AnalyzingSuggester returning index value instead of field value?

2013-02-07 Thread Sebastian Saip
I'm looking into a way to implement an autosuggest and for my special needs
(I'm doing a "startsWith"-search that should retrieve the full name, which
may have accents - However, I want to search with/without accents and in
any upper/lowercase for comfort)

Here's part of my configuration: http://pastebin.com/20vSGJ1a

So I have a name="Têst Námè" and I query for "test", "tést", "TÈST", or
similiar. This gives me back "test name" as a suggestion, which looks like
the index, rather than the actual value.

Furthermore, when I fed the document without index-analyzers, then added
the index-analyzers, restarted without refeeding and queried, it returned
the right value (so this seems to retrieve the index, rather than the
actual stored value?)

Or maybe I just configured it the wrong way :?
Theres not really much documentation about this yet :(

BR Sebastian Saip


Re: AnalyzingSuggester returning index value instead of field value?

2013-02-07 Thread Sebastian Saip
It's the same with whitespace removed unfortunately - still getting back
"testname" then.
I'm not quite sure how to test this via the Lucene API - in particular, how
to define the KeywordTokenizer with ASCII+LowerCase, so I can't test this
atm :/

BR Sebastian Saip


On 7 February 2013 16:19, Michael McCandless wrote:

> I'm not very familiar with how AnalyzingSuggester works inside Solr
> ... if you try this directly with the Lucene APIs does it still
> happen?
>
> Hmm maybe one idea: if you remove whitespace from your suggestion does
> it work?  I wonder if there's a whitespace / multi-token issue ... if
> so then maybe see how TestPhraseSuggestions.java (in Solr) does this?
>
> Mike McCandless
>
> http://blog.mikemccandless.com
>
> On Thu, Feb 7, 2013 at 9:48 AM, Sebastian Saip 
> wrote:
> > I'm looking into a way to implement an autosuggest and for my special
> needs
> > (I'm doing a "startsWith"-search that should retrieve the full name,
> which
> > may have accents - However, I want to search with/without accents and in
> > any upper/lowercase for comfort)
> >
> > Here's part of my configuration: http://pastebin.com/20vSGJ1a
> >
> > So I have a name="Têst Námè" and I query for "test", "tést", "TÈST", or
> > similiar. This gives me back "test name" as a suggestion, which looks
> like
> > the index, rather than the actual value.
> >
> > Furthermore, when I fed the document without index-analyzers, then added
> > the index-analyzers, restarted without refeeding and queried, it returned
> > the right value (so this seems to retrieve the index, rather than the
> > actual stored value?)
> >
> > Or maybe I just configured it the wrong way :?
> > Theres not really much documentation about this yet :(
> >
> > BR Sebastian Saip
>


Re: AnalyzingSuggester returning index value instead of field value?

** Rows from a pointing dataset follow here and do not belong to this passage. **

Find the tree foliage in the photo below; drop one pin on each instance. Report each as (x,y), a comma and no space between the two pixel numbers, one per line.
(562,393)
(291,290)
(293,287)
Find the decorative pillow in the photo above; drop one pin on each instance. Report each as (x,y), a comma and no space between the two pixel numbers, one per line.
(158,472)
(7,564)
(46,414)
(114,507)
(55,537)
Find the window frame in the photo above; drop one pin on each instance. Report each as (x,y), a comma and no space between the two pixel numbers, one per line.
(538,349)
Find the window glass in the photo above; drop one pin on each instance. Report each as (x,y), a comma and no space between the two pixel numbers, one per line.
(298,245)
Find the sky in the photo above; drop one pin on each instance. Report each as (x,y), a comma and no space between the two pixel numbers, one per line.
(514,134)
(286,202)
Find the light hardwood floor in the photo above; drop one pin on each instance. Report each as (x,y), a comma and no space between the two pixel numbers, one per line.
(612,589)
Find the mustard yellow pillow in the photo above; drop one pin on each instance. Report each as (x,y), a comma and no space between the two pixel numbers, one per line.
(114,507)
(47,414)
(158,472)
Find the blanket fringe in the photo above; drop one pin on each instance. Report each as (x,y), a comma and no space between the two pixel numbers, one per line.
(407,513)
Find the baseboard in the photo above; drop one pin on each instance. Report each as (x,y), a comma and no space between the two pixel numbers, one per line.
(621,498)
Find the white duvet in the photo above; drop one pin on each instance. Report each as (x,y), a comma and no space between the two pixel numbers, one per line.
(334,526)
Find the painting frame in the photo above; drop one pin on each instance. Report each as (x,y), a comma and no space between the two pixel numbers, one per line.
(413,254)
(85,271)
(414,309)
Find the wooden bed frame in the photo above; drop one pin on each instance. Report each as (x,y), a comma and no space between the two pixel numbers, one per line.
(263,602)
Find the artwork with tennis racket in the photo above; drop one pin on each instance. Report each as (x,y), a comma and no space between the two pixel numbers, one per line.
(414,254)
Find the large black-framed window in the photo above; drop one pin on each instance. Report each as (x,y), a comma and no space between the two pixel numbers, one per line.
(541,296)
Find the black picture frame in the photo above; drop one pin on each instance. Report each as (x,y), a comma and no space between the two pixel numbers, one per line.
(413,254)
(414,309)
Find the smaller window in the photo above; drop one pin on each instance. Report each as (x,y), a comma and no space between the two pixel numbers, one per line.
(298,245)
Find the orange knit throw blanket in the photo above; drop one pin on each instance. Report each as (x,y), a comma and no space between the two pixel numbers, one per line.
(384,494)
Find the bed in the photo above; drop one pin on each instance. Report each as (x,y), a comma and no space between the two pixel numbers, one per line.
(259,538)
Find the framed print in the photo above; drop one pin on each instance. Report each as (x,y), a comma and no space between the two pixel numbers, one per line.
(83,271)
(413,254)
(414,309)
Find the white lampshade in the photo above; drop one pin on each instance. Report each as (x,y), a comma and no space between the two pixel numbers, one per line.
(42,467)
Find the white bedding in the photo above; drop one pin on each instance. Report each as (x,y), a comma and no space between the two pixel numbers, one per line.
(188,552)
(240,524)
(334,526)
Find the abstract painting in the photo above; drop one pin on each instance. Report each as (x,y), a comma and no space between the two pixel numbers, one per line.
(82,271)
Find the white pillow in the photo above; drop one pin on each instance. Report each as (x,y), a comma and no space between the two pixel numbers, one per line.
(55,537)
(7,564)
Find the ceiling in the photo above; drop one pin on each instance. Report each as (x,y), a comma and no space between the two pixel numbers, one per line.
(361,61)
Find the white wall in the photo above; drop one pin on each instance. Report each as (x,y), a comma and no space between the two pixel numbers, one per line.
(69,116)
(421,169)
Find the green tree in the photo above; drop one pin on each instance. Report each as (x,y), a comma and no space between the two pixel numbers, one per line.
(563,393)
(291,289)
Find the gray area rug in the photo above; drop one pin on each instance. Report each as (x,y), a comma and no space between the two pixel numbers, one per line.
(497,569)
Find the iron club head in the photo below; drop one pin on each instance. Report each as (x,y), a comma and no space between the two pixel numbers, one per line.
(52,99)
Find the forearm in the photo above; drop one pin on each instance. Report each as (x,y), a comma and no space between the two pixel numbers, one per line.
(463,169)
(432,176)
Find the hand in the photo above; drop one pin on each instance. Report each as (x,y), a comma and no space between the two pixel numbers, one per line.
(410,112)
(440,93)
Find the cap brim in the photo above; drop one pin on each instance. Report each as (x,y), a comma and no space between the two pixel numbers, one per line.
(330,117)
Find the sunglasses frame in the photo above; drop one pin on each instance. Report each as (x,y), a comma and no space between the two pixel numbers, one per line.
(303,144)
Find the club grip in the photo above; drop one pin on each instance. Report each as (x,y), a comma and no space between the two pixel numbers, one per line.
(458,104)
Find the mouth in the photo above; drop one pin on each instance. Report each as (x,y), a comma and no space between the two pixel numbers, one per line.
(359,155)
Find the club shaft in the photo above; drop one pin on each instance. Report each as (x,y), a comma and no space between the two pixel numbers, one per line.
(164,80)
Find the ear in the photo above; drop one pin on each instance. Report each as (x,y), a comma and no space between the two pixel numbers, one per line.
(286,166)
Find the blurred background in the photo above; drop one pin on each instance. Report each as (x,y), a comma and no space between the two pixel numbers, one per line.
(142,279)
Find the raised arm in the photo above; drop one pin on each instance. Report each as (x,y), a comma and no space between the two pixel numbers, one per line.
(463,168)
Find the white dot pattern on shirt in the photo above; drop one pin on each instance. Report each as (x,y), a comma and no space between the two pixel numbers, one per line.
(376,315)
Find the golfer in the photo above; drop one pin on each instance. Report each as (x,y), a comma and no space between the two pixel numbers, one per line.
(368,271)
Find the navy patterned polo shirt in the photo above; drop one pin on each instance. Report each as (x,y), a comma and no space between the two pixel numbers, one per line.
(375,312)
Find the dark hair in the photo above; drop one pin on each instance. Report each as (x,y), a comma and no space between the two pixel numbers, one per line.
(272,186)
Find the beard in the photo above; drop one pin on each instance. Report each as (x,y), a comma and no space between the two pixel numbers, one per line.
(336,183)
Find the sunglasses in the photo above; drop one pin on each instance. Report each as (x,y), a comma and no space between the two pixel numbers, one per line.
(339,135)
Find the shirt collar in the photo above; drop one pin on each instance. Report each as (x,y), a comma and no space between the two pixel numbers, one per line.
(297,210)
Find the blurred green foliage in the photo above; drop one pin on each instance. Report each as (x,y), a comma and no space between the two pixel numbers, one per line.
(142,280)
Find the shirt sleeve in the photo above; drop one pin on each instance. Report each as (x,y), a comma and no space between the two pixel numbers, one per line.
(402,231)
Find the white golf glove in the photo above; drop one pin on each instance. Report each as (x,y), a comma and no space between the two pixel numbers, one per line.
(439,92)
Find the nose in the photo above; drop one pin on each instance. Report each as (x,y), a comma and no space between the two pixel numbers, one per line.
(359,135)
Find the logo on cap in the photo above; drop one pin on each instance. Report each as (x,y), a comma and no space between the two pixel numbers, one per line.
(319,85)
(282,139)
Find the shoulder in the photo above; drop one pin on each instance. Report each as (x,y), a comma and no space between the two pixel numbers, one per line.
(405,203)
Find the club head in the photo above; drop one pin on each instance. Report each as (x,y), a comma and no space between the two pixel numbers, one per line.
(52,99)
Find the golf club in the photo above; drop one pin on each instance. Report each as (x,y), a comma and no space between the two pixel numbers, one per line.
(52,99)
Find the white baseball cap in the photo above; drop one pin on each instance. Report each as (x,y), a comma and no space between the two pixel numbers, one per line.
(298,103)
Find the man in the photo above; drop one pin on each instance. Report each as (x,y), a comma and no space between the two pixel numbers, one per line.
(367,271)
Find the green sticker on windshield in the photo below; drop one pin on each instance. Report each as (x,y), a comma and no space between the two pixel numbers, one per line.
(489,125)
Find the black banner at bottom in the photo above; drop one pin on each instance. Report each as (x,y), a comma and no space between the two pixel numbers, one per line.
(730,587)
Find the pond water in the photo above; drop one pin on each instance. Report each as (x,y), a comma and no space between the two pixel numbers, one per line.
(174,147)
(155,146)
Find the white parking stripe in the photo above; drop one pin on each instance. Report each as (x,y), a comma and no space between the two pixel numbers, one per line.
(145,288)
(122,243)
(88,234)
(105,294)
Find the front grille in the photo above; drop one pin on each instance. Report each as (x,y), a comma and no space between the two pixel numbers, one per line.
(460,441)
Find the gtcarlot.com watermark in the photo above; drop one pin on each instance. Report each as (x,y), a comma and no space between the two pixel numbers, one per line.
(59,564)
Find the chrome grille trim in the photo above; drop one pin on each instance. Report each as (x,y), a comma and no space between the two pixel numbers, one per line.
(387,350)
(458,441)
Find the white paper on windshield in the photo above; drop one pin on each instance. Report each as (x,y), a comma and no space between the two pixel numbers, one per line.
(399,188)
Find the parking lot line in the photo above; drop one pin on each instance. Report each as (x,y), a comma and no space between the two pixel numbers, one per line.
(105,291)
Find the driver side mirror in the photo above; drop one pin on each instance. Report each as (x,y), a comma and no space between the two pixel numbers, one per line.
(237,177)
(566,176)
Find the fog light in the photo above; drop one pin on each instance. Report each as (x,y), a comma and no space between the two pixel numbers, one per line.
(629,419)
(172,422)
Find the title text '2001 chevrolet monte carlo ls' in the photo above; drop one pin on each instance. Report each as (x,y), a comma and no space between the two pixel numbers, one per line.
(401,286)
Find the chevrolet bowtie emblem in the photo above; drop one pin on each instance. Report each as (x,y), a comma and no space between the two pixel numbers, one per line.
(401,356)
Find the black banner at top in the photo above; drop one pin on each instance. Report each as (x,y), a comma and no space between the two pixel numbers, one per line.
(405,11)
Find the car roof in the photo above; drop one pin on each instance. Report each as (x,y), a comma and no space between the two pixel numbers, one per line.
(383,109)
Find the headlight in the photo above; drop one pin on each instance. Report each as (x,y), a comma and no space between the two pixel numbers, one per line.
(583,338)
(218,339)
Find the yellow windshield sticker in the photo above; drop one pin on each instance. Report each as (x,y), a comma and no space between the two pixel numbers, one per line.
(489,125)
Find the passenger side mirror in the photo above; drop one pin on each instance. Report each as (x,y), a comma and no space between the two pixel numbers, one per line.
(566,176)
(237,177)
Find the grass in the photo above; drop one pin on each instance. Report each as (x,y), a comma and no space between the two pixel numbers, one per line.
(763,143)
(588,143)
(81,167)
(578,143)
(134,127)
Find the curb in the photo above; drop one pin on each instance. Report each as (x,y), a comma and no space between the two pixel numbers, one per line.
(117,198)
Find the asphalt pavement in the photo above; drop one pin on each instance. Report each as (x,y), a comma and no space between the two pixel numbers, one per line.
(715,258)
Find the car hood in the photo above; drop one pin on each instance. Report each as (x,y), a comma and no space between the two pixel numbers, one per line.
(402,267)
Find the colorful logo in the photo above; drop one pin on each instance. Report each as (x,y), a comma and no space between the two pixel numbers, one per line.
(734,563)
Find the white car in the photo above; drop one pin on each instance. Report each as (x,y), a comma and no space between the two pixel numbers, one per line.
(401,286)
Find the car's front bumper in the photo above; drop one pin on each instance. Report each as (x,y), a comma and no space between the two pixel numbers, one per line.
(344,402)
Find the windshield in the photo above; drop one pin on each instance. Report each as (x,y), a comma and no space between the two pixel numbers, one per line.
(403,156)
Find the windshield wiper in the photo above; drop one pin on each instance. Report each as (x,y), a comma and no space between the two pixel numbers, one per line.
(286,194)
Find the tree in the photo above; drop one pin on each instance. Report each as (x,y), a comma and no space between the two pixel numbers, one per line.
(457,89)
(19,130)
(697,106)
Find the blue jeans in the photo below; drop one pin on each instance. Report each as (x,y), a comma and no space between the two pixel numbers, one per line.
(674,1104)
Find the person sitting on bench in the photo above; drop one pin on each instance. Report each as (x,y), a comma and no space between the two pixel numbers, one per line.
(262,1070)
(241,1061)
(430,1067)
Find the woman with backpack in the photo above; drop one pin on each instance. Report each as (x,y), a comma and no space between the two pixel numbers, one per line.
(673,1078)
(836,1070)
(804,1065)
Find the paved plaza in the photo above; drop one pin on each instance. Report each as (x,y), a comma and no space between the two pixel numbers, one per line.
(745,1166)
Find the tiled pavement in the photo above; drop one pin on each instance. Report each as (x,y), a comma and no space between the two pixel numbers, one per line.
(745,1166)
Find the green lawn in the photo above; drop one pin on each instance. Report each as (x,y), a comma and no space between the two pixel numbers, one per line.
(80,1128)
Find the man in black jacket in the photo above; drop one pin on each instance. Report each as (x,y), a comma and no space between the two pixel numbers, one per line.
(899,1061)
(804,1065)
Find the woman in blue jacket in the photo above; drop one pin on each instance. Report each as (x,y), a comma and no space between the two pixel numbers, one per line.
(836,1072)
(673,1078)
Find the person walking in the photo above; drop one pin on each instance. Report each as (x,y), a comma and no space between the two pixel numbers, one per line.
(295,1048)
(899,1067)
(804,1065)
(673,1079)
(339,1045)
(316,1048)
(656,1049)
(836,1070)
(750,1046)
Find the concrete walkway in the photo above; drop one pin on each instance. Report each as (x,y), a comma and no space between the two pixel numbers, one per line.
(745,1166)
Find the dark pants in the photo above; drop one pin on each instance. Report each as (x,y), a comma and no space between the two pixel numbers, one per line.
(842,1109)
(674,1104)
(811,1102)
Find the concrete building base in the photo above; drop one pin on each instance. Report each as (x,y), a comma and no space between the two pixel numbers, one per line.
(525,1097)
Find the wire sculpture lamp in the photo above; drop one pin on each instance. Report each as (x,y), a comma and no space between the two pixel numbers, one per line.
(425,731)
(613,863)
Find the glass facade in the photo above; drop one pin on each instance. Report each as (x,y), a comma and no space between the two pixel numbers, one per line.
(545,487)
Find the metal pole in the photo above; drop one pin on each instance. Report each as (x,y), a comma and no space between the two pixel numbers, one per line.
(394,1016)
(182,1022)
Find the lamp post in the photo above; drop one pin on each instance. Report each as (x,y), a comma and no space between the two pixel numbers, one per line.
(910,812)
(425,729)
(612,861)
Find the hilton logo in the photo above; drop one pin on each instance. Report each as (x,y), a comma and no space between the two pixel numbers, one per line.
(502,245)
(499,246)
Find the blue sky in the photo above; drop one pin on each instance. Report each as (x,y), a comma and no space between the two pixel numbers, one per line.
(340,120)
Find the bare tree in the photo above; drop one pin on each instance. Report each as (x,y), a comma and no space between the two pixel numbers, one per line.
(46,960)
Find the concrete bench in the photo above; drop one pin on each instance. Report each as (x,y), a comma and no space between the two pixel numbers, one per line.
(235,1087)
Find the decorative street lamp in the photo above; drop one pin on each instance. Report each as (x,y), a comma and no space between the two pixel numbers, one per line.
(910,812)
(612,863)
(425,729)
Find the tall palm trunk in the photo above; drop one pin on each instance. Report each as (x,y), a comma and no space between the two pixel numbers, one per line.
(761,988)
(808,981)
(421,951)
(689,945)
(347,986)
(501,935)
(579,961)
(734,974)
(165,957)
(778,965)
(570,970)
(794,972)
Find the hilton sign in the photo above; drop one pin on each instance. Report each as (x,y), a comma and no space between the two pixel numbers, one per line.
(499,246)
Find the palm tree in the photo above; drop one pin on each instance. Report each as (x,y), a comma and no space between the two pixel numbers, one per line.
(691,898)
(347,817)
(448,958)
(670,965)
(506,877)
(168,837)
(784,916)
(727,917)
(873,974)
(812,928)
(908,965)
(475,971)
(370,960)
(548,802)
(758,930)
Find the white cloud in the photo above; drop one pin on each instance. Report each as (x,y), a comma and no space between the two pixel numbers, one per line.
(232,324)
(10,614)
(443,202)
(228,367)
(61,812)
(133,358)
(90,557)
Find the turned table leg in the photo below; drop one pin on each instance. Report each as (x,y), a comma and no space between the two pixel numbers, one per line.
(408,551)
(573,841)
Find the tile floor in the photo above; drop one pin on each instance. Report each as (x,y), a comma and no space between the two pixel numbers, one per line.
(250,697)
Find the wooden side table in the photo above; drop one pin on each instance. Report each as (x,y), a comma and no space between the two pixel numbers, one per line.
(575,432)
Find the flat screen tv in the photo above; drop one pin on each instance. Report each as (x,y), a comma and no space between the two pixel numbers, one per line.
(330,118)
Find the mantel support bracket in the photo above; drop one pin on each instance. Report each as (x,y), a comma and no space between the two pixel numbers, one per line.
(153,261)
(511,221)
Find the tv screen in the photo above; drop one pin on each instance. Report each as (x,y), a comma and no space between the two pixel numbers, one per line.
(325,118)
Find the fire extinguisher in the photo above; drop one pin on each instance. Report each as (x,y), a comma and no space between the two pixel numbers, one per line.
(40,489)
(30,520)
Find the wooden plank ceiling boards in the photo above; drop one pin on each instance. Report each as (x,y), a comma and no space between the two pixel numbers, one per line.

2013-02-07 Thread Sebastian Saip
The solution, as pointed out on
http://stackoverflow.com/questions/14732713/solr-autosuggest-with-diacritics/14743278
,
is not to use a copyField but instead use the AnalyzingSuggester on the
StrField directly.

Cheers!


On 7 February 2013 17:30, Sebastian Saip  wrote:

> It's the same with whitespace removed unfortunately - still getting back
> "testname" then.
> I'm not quite sure how to test this via the Lucene API - in particular,
> how to define the KeywordTokenizer with ASCII+LowerCase, so I can't test
> this atm :/
>
> BR Sebastian Saip
>
>
> On 7 February 2013 16:19, Michael McCandless wrote:
>
>> I'm not very familiar with how AnalyzingSuggester works inside Solr
>> ... if you try this directly with the Lucene APIs does it still
>> happen?
>>
>> Hmm maybe one idea: if you remove whitespace from your suggestion does
>> it work?  I wonder if there's a whitespace / multi-token issue ... if
>> so then maybe see how TestPhraseSuggestions.java (in Solr) does this?
>>
>> Mike McCandless
>>
>> http://blog.mikemccandless.com
>>
>> On Thu, Feb 7, 2013 at 9:48 AM, Sebastian Saip 
>> wrote:
>> > I'm looking into a way to implement an autosuggest and for my special
>> needs
>> > (I'm doing a "startsWith"-search that should retrieve the full name,
>> which
>> > may have accents - However, I want to search with/without accents and in
>> > any upper/lowercase for comfort)
>> >
>> > Here's part of my configuration: http://pastebin.com/20vSGJ1a
>> >
>> > So I have a name="Têst Námè" and I query for "test", "tést", "TÈST", or
>> > similiar. This gives me back "test name" as a suggestion, which looks
>> like
>> > the index, rather than the actual value.
>> >
>> > Furthermore, when I fed the document without index-analyzers, then added
>> > the index-analyzers, restarted without refeeding and queried, it
>> returned
>> > the right value (so this seems to retrieve the index, rather than the
>> > actual stored value?)
>> >
>> > Or maybe I just configured it the wrong way :?
>> > Theres not really much documentation about this yet :(
>> >
>> > BR Sebastian Saip
>>
>
>


Re: what do you use for testing relevance?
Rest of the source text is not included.